Diversamente da quello che faranno gli psicoanalisti posteriori, diversamente da Winnicott, Reich cita, quando è il caso, il proprio debito nei confronti di Ferenczi e mostra una certa lungimiranza a collocarlo nel contesto storico-concettuale della psicoanalisi. In ambito psicoanalitico ciò costituisce inizialmente, e non solo inizialmente, più l’eccezione che la regola. Non penso che il motivo sia dovuto al fatto che per Reich, essendo un contemporaneo di Ferenczi, procedere in tal modo fosse più facile. Si prenda ad esempio il saggio reichiano del 1925 Il tic come equivalente della masturbazione. In esso Reich afferma che “Ferenczi per primo ha riconosciuto nel tic un equivalente della masturbazione”. In un altro lavoro pubblicata nello stesso anno, Una psicosi isterica in statu nascendi, Reich riconduce a Ferenczi e Rank (più al secondo in verità) l’aver sottolineato con forza “la necessità di analizzare costantemente la situazione trasferenziale” “anche quando non è diventata una resistenza” (come accadeva in quella che Reich, al modo di Ferenczi, chiama “l’analisi passiva classica”).
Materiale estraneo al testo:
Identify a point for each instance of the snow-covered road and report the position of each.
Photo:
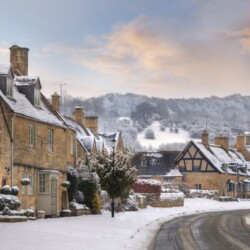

In un articolo del 1922 Sulla specificità delle forme onanistiche Reich riconduce il proprio concetto di “forma onanistica” (il fatto che certi moti pulsionali inconsci trovino espressione e scarica “in un dettaglio apparentemente secondario nel modo di masturbarsi”) al saggio ferencziano che inaugura la tecnica attiva “Difficoltà tecniche nell’analisi di un caso d’isteria”, pubblicato nel 1919. Si tratta allora non di consigliare al paziente di reprimere la masturbazione, bensì “questo o quel dettaglio della sua esecuzione”. Né è da poco conto il fatto di aver riconosciuto come anche ferencziana la cosiddetta “psicologia dell’Io”. Nel citato Il carattere pulsionale Reich parla infatti della “psicologia dell’Io inaugurata da Freud e Ferenczi” e fa riferimento, per quanto riguarda quest’ultimo, all’importante scritto “Fasi evolutive del senso di realtà”. E, infine, con riferimento allo scritto ferencziano “Psicoanalisi delle abitudini sessuali” Reich è pronto a riconoscere che lo psicoanalista ungherese è stato il primo a trattare i pericoli della consuetudine sessuale nel matrimonio.
Così come accade per i manuali di psicoterapia breve, anche quando si tratta di scritti di analisi bioenergetica il nome di Ferenczi figura nella ristretta cerchia dei precursori. Significativa appare in tale contesto la relazione tra tecnica attiva e disturbi caratteriali, il nesso tra rilassamento e libera associazione, l’attenzione al linguaggio corporeo dell’inconscio. Le intriganti fila della relazione Ferenczi-Reich sono per la prima volta riprese da Lowen nel suo testo del 1958 con piena legittimità storico-concettuale.